Workplace benefits are still a great way to entice top talent and foster the health and well-being of employees and their families. But if companies continue offering the benefits created for an office-based, pre-pandemic world, it won’t serve employees well.
For instance, free snacks and hot drinks, on-site gym equipment, and team outings are no longer relevant for employees working from home. Meeting-free times and comp (compensatory) days, however, can show employees that leadership gets what’s most important to us now: clear times to get work done, and when to unplug to be with friends and family. Let talent know they can and should unplug.
Remote Employee Management Plus Good Interpersonal Management
We all agree that teams work better when they are managed and directed by a competent leader. In the office, one-to-one meetings and team-building exercises have been a mainstay of workforce management for decades. In a remote setting, on the other hand, team leaders tend to become more data- and process-centric.
Take care, here. Management via technology can lead to a lack of trust or anxiety from managers who want to uphold high achievement standards but don’t see their teams clocking in and sitting at their desks.
As a result, employees may feel they are in a “big brother” environment where their log-in times, active work hours and breaks throughout the day are heavily scrutinized. They may feel unable or unwilling to express these concerns (or other issues) to management.
As a remedy, managers must work to stay in touch with their teams, communicate outside of meetings, and trust their people to get their work done. Workforce data indicate that employees in fact work harder, longer and are more productive while working remotely.
Executive and departmental leaders, for their part, need to encourage managers to accept their teams’ increased autonomy or be at risk of losing valued employees.
Improving Digital Workplace Problems Through Digital Transformation
And then there’s technology. Adopting a digital workplace solution – a company intranet, for example – as part of a broader digital transformation can significantly enhance the employee experience.
Companies know they can no longer kick modernization down the road any longer. Workplaces today must be intelligent and location-independent – where people, information, and technology connect seamlessly.
But it’s not just about “getting an app” to solve a problem.
Holistic, enterprise-wide digital transformations lay the groundwork for employees to work smarter and with fewer disruptions, and allow companies to pivot more quickly when market or societal conditions change. Start this journey sooner rather than later, if you haven’t already. Even before the pandemic, digital portals and intranets were proving their worth by keeping employees connected with colleagues and in sync with company strategies and goals.

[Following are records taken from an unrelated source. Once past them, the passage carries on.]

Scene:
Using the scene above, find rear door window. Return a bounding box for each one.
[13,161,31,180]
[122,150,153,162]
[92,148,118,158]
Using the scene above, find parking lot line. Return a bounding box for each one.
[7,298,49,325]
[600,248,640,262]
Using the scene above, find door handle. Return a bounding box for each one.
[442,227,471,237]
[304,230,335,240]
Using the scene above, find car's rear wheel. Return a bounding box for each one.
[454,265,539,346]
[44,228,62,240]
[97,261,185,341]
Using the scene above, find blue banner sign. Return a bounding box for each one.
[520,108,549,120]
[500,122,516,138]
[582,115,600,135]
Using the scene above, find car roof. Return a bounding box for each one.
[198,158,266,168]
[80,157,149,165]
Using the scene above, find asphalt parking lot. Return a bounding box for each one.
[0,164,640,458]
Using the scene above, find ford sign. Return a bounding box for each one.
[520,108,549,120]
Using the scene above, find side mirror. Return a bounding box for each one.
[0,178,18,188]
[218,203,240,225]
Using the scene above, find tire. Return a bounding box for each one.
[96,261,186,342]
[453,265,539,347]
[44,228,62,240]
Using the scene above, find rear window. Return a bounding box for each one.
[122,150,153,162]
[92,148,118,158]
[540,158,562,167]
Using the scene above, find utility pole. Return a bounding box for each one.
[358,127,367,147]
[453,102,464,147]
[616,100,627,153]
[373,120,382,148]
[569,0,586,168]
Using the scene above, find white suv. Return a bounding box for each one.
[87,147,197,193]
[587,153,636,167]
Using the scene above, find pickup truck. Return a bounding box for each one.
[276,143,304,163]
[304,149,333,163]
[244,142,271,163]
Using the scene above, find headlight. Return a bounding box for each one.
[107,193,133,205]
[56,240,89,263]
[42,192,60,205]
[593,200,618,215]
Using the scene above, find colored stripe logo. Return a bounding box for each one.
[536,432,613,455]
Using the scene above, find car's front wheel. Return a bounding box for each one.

In Summary – Leaders, Not Tech, Must Be the Change
The biggest takeaway from “Managing Work During a Pandemic 1.0” is that there’s not just one solution to bringing us quickly into the workplace of the future. A digital workplace delivers on a dual people-first and digital-first proposition, transforming analog processes and workflows into catalysts for higher-performance remote or on-site workforces.
But we must never take the humans out of human capital. Technology should be sought to bridge the gaps between people, not replace them. Managers still need to manage their people and focus on their development as hands-on as possible.
Leaders throughout the organization may need to rethink their perceptions of success and how they are communicating these principles. Do you value timely project deliverables, or do you appear concerned that your employees are clocking just enough hours to meet a quota? The former is motivational; the latter erodes trust.
Yes, the pandemic has changed the world of work in many ways, and it appears these changes are here to stay. Digital workplace transformation is just one way to help address some of these challenges, providing a more connected and potentially more efficient and productive workforce. The rest is up to us.